The unanswered question, however, is whether the child would have ever been returned to Ireland, if the mother had not essentially taken matters into her own hands and returned the child herself.  Whilst the judgment of the Strasbourg Court is understandably less detailed on that issue, the question remains. 

Comment
The trials and tribulations of the mother, as described above, may come as little surprise to child abduction practitioners who have experience of proceedings involving Poland.  It is furthermore not the first time that the issue of Poland's failure swiftly to recognise custody decisions has come into the spotlight in the Strasbourg Court; the case of GN v Poland (2171-14) [2016] ECHR 667 bears a remarkable resemblance to the case of Kaminska.  That case similarly determined that there had been a breach of right to family life for failing to promptly return children under a Canadian return order. The Strasbourg Court there held that the way in which Poland had conducted that matter was "not in compliance" with the positive applications to act expeditiously in proceedings concerning the return of children.

Closer to home, the case of GM v KZ [2017] EWFC 73 concerned an applicant's application for an order pursuant to Article 11(6)-(8) of Brussels II bis. In that matter, two children had been removed from England to Poland by the mother in the midst of proceedings in the Brighton Family Court. The father's applications for a return order were refused by the Polish Court on curious jurisdictional grounds.

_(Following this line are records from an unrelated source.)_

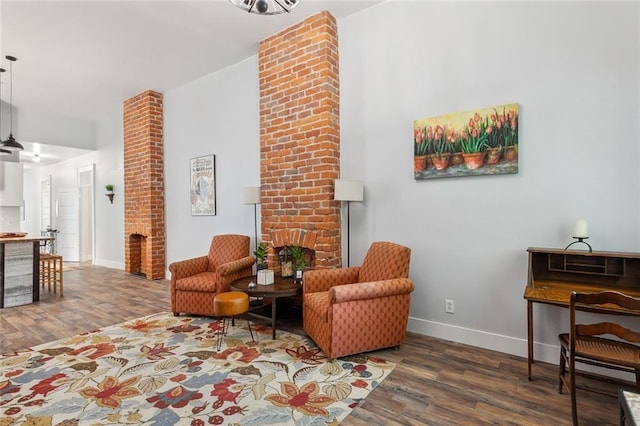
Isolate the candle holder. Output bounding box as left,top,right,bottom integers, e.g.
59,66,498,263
564,237,593,253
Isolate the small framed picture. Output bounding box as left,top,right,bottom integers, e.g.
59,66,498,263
190,155,216,216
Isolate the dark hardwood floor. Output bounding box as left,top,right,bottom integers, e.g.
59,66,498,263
0,264,618,425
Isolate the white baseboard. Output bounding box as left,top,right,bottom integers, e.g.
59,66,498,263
407,317,635,382
93,259,124,271
407,317,560,364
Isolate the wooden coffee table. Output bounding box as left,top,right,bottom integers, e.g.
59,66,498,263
231,275,302,340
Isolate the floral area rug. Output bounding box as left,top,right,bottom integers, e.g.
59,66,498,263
0,313,395,426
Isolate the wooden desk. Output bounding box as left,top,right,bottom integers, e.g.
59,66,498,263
0,234,52,309
524,247,640,380
618,389,640,426
231,275,302,340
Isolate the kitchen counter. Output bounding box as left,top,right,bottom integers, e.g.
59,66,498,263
0,233,54,309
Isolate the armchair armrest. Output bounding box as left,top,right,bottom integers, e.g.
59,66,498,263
329,278,413,304
169,256,209,281
302,266,360,293
216,256,256,293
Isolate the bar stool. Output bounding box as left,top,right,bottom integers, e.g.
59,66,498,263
39,253,64,297
213,291,255,350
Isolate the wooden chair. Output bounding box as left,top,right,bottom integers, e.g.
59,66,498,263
40,253,64,297
558,291,640,425
302,241,414,359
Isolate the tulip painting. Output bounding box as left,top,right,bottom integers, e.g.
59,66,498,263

In that matter, Mostyn J noted:

"I have, with great regret and much anxiousness, reached the conclusion that in this case [the Polish Judge] has strained the facts beyond their acceptable and normal meaning in order to reach a conclusion which justifies the Polish Court exercising jurisdiction over these children."

He went on to order the children's return, on the basis that his return order should be swiftly enforced by the Polish authorities.

Of course, delay is not something unique to the Courts of Poland within child abduction and international enforcement proceedings; far from it. It creeps into proceedings across states, and of course there are cases of this nature currently ongoing before the High Courts of England and Wales that have been deliberated upon and appealed for months and even years.  Ms Kaminska is sadly not the only person to have experienced delay to the point at which it impacts upon the swift execution of a return order.  That notwithstanding, the fundamental tenets of Brussels II bis and the Hague Convention are inter-judicial and inter-state co-operation. Whilst respecting the laws of each signatory state, the theme of international co-operation strikes at the very heart of child abduction proceedings; if judges cannot rely upon what a brother or sister judge abroad should do in a signatory state, the ability to make return and non-return orders can be seriously undermined.

With an eye on the future, perhaps some solace can be taken from the proposals for the recast Brussels II bis arrangements.  The European Commission has already put forward a proposal that seeks to hit this nail on the head; namely, limiting the chain of appeals to one stage, and setting an 18-week timeframe for the whole process.  This would ensure that Member States have six weeks to substantively determine abduction applications, with a further six weeks to determine any further appeals, and a further six weeks for enforcement to take place.  Let us hope that, over time, cases such as Kaminska are confined to the history books. Until then, practitioners will need to keep aware of the requirement to deal with matters expeditiously, not only by seeking orders in both countries, but where necessary, relying upon inter-judicial co-operation and Family Liaison Judges.